The government should move toward supporting small and medium-sized enterprises in order to improve the manufacturing sector, said Rahim Zare the speaker of the Parliament’s Economic Commission. Backing SMEs will help create jobs and at the same time reduce the economy’s overdependence on oil income.
Moving toward manufacturing non-oil goods for export could be a substitute for oil dependence, according to the MP. Under the present conditions the government “has little option but to revive the stagnant economy by supporting manufactures.”
Pumping money into SMEs “is the key to strengthening production and higher production by small businesses means more income for them and in turn higher tax revenues for the government,” he was quoted as saying by IRNA.
The legislator pointed to decades of the oil-dependent economy saying that the low prices of crude oil in the international market are indeed warning signs for the government. The $40 oil price projection in next year’s budget is not “feasible,” he said, and urged the government to find a substitute for the oil receipts. The present trends (relying largely on oil) simply “translate into deeper budget deficits and the near impossibility of completing development projects.”
Another solution to the problem of oil dependency would be to “upgrade and expand the petrochemical industry which generates added value.
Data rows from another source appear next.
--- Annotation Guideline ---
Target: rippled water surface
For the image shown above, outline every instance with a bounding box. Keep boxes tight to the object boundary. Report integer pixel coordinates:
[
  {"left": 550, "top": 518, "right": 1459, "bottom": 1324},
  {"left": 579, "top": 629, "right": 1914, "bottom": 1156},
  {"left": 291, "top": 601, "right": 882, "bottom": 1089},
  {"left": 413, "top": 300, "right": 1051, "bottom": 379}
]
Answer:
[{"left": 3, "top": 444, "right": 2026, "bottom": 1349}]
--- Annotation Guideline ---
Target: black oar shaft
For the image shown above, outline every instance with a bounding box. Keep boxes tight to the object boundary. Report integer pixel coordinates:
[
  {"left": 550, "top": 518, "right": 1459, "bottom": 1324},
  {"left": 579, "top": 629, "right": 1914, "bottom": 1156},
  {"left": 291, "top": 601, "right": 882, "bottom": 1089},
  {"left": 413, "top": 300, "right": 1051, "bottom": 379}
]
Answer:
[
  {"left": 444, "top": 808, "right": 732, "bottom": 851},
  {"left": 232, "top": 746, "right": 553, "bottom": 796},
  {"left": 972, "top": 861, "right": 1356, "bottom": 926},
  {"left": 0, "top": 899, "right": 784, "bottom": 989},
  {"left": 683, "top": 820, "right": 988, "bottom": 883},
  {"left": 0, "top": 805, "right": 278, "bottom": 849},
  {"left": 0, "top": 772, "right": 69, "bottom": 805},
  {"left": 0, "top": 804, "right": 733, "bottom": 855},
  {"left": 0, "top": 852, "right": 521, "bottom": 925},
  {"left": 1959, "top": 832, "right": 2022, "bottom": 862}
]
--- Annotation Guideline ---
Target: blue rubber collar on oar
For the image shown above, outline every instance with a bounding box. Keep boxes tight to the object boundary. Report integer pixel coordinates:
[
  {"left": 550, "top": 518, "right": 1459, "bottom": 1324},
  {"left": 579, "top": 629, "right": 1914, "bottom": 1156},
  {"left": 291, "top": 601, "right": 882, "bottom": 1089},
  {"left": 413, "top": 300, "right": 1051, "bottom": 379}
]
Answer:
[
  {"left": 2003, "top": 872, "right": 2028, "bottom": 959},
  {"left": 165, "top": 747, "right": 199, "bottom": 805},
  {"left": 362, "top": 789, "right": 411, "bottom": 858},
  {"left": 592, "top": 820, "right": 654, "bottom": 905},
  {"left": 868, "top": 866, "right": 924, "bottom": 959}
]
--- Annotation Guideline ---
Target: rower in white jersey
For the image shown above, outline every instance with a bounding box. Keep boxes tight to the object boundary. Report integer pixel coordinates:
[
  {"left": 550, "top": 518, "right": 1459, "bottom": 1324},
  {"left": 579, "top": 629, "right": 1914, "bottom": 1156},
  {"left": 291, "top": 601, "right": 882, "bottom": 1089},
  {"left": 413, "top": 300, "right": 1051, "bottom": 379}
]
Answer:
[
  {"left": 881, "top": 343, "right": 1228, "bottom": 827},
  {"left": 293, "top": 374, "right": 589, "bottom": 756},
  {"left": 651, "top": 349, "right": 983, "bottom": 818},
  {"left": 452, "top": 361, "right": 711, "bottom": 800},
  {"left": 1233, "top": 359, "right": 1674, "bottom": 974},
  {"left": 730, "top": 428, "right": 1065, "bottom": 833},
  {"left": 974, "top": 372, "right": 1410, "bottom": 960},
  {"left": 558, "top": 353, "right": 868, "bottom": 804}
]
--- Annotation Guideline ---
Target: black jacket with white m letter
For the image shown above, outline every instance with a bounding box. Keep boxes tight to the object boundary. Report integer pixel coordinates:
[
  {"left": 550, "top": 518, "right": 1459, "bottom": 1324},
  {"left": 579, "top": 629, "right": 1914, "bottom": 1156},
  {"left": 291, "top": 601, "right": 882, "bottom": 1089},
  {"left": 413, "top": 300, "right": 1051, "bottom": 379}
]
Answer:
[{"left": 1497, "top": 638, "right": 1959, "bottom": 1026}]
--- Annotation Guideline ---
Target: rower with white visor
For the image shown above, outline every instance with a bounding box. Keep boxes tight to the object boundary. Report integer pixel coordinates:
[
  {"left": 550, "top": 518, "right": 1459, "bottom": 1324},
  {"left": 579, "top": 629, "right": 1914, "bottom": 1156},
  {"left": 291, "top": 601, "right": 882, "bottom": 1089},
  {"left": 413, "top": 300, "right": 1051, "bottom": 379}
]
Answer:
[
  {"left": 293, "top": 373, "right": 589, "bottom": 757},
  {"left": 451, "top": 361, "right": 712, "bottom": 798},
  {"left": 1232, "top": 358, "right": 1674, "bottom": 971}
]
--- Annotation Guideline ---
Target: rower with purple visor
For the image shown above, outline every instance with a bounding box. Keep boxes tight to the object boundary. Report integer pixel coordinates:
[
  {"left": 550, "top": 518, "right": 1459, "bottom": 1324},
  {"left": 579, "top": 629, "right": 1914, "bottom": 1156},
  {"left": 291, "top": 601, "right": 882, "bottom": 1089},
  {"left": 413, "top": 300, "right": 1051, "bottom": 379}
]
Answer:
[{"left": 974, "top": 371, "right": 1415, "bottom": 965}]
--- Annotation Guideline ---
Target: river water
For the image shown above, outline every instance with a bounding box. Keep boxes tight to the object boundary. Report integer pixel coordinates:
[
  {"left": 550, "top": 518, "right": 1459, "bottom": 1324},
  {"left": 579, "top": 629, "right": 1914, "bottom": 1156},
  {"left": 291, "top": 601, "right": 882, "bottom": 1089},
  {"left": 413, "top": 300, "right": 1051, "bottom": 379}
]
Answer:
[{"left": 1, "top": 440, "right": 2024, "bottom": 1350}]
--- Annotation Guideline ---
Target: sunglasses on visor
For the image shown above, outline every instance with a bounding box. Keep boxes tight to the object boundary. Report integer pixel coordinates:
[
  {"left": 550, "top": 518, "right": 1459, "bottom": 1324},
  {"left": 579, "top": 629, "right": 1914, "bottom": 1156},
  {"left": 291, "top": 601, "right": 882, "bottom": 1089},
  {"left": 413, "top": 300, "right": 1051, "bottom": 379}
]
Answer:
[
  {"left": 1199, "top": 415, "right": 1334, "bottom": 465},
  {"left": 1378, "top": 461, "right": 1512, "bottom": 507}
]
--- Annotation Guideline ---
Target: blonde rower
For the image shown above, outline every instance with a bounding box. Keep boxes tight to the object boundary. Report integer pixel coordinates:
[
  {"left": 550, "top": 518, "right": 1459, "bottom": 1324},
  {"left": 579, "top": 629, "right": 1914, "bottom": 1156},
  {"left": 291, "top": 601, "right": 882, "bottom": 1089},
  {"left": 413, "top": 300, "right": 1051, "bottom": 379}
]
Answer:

It also helps us move away from selling crude oil which is cheaper than its processed derivatives,” the lawmaker added.
He pointed to plummeting oil prices in 2015 with the OPEC basket price hovering around $31.50 and warned that further decline in prices may well be ahead. “The price could go as low as $25 and at that point drilling for oil would be no longer feasible.”
The production cost of crude oil in Iran averages around $15 per barrel, and the breakeven cost for developing a new oil field is said to be $30 per barrel.